Understanding image segmentation basics (Part 2)

Last month, we explored the basics of segmentation, the processes that extract information about the structure of objects and separate and discern various items of interest within an image. The two main types of segmentation--region-based and edge-based--were covered. However, because these simple segmentation schemes lack the sophistication to deal with intricate or subtle details of image data, more advanced techniques are often needed in real-world applications. In this article we explain some more sophisticated approaches to threshold-based region segmentation. In subsequent months, other region-based and edge-based operators will be discussed.

For most of these segmentation topics, the software techniques under investigation apply to gray-scale imagery; therefore, the resulting segmentation is based on the intensity information present in an image. However, as discussed in Part 1 (see Vision Systems Design, Sept. 1998, p. 31), the segmentation operations may also be applied to transforms of the data, which base the segmentation on alternative information present, such as color, texture, or relationships, to other information contained in the image such as distance. In fact, these transformations often prove a necessary first step in the application of threshold-based techniques, as regions of interest must be forced to contain uniform representations. In addition, prefiltering may be necessary to remove noise and the effects of uneven illumination (see Vision Systems Design, June 1998, p. 19).

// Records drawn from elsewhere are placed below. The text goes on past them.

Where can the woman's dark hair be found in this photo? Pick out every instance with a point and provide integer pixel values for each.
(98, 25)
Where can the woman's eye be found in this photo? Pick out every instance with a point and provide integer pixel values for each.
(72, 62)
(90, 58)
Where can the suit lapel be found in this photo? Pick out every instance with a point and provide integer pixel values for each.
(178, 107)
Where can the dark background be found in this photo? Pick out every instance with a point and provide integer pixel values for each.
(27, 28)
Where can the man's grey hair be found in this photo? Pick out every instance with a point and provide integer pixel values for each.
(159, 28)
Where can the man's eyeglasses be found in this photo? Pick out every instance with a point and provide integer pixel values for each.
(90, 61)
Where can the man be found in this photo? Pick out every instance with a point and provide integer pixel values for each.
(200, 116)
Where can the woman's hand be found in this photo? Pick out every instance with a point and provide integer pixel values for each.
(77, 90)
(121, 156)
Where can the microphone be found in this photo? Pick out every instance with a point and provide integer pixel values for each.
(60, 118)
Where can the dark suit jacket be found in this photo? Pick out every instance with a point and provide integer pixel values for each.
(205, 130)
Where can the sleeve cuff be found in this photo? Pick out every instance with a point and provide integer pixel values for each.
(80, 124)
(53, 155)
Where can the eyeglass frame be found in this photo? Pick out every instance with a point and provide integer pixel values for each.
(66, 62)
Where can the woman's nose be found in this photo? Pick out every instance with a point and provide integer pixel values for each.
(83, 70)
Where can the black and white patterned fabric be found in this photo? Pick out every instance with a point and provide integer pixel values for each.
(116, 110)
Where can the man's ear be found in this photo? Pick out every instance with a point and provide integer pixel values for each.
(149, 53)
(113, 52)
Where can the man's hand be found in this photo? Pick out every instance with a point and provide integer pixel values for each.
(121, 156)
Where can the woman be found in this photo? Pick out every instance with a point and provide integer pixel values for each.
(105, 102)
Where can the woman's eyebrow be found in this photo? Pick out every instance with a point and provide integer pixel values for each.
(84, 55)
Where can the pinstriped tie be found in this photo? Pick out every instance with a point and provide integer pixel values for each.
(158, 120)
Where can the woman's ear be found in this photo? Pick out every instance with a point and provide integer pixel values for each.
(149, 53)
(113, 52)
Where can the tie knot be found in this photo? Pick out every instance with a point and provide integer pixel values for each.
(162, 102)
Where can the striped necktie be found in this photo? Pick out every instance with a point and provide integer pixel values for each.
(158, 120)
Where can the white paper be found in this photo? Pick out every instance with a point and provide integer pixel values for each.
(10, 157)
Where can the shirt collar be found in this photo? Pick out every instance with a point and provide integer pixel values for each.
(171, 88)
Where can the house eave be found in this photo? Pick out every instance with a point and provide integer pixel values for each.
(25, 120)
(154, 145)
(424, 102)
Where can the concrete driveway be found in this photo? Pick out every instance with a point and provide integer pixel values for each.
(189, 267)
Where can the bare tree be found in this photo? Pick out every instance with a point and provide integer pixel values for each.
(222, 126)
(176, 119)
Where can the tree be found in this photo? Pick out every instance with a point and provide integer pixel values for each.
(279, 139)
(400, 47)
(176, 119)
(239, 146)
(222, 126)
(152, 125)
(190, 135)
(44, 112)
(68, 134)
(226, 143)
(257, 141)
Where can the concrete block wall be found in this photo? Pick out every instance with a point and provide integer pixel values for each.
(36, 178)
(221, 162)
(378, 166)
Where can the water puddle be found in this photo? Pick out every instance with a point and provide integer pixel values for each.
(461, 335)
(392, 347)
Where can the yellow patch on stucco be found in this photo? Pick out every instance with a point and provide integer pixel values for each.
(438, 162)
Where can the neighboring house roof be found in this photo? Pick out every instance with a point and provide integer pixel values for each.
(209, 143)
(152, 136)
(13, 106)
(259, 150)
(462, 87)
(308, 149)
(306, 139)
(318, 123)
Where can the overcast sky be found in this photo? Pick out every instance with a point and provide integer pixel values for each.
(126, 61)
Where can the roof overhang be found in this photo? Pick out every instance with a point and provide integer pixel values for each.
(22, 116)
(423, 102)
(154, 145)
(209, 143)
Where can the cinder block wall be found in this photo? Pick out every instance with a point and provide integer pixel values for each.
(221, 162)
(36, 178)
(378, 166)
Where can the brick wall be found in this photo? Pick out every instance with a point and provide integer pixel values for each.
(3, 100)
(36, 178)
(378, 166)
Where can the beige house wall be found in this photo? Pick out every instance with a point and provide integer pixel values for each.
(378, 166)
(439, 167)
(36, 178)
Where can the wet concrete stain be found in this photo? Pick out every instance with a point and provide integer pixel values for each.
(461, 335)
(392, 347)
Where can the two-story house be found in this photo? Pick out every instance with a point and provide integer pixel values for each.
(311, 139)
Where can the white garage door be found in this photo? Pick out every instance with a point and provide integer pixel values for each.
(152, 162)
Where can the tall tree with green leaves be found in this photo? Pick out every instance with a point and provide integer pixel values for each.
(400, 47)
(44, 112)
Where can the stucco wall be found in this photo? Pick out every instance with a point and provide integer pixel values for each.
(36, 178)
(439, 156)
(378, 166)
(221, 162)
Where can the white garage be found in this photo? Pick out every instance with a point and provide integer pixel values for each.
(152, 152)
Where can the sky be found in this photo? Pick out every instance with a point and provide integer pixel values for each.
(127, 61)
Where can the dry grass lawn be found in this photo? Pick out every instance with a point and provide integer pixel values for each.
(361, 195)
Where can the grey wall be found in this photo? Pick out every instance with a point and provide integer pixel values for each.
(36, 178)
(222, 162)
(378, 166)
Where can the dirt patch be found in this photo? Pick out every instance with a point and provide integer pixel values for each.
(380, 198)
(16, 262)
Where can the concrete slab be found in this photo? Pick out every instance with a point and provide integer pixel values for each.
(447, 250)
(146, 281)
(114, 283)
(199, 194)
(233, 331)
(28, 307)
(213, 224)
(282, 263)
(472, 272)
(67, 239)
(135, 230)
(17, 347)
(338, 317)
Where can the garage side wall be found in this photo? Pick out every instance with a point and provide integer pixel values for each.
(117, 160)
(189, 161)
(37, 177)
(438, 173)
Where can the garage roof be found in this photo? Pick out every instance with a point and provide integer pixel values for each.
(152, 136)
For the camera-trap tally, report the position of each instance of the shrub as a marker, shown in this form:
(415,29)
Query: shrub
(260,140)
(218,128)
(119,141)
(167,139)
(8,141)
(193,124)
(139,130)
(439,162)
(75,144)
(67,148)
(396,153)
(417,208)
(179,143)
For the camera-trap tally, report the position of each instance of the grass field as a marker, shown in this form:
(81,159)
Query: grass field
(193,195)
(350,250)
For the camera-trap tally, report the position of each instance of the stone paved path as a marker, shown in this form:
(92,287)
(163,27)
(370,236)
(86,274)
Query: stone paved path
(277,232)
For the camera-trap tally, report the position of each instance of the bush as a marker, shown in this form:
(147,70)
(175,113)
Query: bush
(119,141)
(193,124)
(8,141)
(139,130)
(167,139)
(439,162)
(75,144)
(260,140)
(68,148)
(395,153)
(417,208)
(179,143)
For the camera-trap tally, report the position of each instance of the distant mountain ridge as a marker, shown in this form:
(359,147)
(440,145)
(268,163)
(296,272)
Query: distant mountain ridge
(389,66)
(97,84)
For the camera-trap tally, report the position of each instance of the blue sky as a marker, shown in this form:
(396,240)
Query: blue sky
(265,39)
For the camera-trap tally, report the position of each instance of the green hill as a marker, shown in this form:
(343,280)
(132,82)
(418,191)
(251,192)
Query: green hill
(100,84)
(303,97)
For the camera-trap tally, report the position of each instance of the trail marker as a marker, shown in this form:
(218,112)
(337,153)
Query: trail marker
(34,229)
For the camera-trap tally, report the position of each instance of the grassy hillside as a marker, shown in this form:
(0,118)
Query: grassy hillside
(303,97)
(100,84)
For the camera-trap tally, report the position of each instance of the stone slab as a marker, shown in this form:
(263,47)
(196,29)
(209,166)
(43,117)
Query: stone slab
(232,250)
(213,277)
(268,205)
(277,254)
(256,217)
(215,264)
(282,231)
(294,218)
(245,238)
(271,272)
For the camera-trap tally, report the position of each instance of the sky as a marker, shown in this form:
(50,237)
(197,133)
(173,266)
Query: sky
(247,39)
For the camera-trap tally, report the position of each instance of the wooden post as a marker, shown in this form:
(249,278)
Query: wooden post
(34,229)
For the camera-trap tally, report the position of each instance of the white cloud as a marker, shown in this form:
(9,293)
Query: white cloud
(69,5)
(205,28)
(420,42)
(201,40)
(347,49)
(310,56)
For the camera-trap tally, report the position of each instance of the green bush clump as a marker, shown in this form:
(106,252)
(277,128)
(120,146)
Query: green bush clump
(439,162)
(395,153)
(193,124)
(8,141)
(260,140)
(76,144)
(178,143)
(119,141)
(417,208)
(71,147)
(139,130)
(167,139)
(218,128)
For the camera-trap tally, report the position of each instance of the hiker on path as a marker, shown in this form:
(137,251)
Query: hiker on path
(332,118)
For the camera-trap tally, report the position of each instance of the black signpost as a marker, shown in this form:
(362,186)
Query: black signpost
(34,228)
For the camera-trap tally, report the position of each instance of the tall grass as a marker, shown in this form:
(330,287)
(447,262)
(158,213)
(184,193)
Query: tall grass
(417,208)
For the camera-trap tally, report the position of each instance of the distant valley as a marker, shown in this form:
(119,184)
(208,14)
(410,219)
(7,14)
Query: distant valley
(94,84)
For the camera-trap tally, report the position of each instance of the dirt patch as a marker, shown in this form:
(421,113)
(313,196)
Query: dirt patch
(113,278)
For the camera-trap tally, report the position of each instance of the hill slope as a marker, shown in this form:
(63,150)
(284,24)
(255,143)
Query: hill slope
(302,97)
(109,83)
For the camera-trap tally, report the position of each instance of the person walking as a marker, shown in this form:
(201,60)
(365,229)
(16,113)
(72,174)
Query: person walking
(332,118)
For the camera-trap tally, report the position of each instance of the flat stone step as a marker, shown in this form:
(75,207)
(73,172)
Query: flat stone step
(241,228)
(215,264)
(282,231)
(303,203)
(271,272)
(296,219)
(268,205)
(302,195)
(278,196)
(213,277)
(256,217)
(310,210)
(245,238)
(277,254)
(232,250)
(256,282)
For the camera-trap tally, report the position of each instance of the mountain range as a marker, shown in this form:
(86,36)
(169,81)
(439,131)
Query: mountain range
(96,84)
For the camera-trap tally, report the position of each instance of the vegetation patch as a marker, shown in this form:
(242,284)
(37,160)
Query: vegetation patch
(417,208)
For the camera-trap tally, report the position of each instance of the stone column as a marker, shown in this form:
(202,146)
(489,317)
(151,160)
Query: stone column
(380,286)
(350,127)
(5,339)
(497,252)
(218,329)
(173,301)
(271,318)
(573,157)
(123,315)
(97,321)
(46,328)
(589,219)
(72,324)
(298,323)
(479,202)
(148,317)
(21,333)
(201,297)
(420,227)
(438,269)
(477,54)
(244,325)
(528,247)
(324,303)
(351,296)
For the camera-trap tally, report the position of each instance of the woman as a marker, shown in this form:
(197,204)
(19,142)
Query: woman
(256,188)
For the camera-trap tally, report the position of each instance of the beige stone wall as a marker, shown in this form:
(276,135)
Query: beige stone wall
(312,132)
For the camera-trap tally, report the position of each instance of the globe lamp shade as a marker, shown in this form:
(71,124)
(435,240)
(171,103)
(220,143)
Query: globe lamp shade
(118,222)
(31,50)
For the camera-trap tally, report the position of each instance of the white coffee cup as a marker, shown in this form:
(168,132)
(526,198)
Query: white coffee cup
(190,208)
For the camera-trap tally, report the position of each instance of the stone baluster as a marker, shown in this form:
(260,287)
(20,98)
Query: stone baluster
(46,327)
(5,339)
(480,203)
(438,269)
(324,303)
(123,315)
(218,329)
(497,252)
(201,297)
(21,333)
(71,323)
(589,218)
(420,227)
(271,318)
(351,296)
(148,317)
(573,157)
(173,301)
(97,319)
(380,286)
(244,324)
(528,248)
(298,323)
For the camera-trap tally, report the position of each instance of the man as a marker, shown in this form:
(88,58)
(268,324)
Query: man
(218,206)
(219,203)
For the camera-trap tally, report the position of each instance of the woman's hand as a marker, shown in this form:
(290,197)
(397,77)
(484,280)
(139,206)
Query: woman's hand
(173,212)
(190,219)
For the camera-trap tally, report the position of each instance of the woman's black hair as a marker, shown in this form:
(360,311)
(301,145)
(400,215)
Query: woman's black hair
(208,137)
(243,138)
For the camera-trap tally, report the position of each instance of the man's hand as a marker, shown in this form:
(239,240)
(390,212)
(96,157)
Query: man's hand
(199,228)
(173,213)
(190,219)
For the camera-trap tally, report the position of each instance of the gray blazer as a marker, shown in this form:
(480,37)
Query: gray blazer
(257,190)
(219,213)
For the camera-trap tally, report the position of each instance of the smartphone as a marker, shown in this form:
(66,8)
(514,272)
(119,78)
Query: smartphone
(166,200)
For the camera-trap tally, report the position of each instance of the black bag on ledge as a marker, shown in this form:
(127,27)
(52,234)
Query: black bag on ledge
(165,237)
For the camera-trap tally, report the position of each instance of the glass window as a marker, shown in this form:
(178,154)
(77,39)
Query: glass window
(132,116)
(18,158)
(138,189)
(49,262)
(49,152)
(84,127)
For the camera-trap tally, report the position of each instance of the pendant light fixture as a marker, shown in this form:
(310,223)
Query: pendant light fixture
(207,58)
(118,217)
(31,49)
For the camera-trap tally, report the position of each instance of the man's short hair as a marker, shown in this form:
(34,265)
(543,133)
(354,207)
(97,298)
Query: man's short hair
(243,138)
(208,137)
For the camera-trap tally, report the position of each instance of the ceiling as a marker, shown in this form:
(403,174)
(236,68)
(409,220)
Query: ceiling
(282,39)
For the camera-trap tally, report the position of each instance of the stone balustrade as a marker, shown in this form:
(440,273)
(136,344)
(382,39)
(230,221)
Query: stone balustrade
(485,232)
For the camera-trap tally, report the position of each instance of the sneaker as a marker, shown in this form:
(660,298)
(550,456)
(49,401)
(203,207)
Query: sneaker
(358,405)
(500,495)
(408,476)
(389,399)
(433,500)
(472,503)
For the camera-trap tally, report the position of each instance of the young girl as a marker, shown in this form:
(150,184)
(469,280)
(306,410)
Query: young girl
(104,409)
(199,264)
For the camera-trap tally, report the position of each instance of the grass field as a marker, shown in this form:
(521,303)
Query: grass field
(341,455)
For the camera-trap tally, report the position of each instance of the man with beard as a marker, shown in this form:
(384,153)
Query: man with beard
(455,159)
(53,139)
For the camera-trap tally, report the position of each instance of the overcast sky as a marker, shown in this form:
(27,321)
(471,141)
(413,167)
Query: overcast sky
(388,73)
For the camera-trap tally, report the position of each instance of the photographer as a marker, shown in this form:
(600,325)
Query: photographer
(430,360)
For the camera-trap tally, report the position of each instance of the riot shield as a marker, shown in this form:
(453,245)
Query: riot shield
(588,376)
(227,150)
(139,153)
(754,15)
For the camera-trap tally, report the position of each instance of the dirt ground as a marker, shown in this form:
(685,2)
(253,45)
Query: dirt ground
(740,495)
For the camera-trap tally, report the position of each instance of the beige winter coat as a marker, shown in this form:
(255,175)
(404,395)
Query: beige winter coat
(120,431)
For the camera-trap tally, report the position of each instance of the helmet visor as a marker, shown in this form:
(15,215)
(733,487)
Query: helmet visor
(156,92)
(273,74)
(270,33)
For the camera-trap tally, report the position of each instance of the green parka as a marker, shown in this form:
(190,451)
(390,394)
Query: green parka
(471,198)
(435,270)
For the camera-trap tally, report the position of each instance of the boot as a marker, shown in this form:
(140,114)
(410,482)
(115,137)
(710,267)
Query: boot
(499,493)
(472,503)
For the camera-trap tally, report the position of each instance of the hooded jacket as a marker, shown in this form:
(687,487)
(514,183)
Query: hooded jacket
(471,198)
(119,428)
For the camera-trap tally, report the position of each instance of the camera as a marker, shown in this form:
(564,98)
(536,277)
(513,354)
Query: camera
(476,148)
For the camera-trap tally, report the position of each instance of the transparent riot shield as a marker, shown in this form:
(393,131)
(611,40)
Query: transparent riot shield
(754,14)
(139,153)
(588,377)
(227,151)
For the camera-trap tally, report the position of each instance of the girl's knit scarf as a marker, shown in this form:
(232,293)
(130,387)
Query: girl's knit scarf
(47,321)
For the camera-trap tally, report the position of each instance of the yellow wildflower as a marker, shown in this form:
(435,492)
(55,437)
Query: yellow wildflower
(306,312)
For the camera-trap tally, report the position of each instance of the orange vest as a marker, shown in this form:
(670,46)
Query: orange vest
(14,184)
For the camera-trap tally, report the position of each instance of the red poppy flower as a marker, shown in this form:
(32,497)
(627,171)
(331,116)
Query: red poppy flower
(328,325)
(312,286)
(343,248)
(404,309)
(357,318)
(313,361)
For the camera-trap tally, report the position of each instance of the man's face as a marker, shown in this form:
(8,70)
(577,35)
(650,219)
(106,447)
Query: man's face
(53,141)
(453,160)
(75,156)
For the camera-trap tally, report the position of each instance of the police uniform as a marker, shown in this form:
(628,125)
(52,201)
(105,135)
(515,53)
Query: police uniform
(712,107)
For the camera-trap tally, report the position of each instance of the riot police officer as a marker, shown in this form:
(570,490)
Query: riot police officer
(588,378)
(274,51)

Single threshold calculation

Simple thresholding is the process of separating pixels into background (binary "0") and foreground (binary "1") object-of-interest classes based upon their similarity in gray-level intensity (see Fig. 1). The calculation of the actual threshold can be determined through ad hoc experimentation. However, in situations where the characteristics of the data acquisition cannot be precisely controlled, it is often not practical to use predetermined threshold values to create applications requiring automated segmentation. Variables that affect the threshold settings include lighting uniformity, background-to-object contrast, and interobject variation. In these cases, the threshold setting can be based on an algorithm that "adapts" to the data. The former mode of thresholding is known as static thresholding, as a prefixed value of threshold is used, whereas the latter mode is known as dynamic thresholding, as it changes with the data.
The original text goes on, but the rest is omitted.